Remember the exchange group I mentioned earlier? Among the more than 100 people who have achieved results in self-study, they can be counted on one hand, and a large part of the rest are talking about bragging, and it is more difficult to persevere.
Reasons for failure: We analyzed that there are two major reasons:
1. There is no mature route. People in this major don't know where to find the route, let alone those who change careers?
Second, there is no one to guide and wrong learning methods. To put it bluntly, it is hard training.
3. Poor self-control + too many temptations, unable to calm down and study, and the learning progress has been stagnant for several months;
Antidote to defeat:
1. The correct and appropriate route .
2. The courage to win . In historical marches and wars, morale is very important. You must have confidence, otherwise you will continue to fall into self-doubt and then embark on the road of giving up.

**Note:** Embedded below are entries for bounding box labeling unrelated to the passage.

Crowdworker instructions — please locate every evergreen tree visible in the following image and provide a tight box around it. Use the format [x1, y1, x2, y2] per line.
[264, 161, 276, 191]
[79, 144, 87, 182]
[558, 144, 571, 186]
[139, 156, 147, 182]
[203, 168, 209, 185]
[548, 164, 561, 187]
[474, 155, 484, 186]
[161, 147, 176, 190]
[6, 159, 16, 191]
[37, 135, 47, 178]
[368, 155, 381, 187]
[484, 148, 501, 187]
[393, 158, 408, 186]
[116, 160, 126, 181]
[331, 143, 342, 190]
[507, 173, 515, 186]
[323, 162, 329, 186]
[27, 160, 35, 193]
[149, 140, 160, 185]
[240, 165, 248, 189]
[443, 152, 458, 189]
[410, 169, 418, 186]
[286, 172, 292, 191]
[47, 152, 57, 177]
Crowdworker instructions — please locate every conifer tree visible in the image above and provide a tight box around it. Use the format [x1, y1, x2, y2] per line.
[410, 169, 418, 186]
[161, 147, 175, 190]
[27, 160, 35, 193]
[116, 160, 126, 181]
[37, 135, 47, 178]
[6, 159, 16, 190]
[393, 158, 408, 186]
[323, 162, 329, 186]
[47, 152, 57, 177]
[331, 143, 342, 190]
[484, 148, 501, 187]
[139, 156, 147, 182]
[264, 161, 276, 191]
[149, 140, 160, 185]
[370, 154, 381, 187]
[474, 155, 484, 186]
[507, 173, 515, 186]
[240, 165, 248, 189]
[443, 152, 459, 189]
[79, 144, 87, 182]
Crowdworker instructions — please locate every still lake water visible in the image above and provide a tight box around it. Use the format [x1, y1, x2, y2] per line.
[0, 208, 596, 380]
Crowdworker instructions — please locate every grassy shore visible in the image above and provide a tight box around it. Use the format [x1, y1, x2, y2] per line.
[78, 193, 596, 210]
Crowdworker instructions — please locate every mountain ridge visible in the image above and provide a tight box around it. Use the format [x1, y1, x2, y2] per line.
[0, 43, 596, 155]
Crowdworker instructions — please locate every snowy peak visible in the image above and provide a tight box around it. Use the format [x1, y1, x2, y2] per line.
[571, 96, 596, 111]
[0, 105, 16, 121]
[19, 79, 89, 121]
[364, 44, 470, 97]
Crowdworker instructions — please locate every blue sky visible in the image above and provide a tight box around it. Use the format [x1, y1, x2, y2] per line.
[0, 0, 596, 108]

3. Small goals and continuity . Learning Internet security requires continuous learning. Continuous learning is very important. You must also have your own small goals, such as how much to learn in 15 days/month, what kind of results you want to make, This kind of continuous confirmation and feedback to strengthen confidence and achievements will naturally have continuous motivation. Or let a cruel person supervise you and beat you often. And the way to try to punch in. But I don't recommend joining groups. Groups either become purposeful and profitable, or they are suitable for work plus fishing.
Fourth, practice more and review more .
5. Don't rush for success . Generally speaking, the self-study time is 6 to 10 months, so don't worry, and don't go for an interview when your skills are not solid, it will only make us feel frustrated.
Persistence in self-study is really important, keep the clouds open and see the moonlight.
After the self-study is over, our pain points will still exist:
The end of self-study does not mean that we can smoothly transition to employment, and we still have several pain points.
The following pain points will appear in most self-learners, and even cause many self-learners to give up. I feel very, very, very sorry. I have already learned this by myself. Are you willing to give up?
1. The mastery of skills is not solid. To solve this problem, we need to practice more and review more, and second, we need to do a complete project to exercise our skills.
2. Writing resume for interview. Regarding whether to pack your resume or not, I can give an answer. If you have graduated for a few years, please pack your resume. Fresh graduates do not need to pack their resumes.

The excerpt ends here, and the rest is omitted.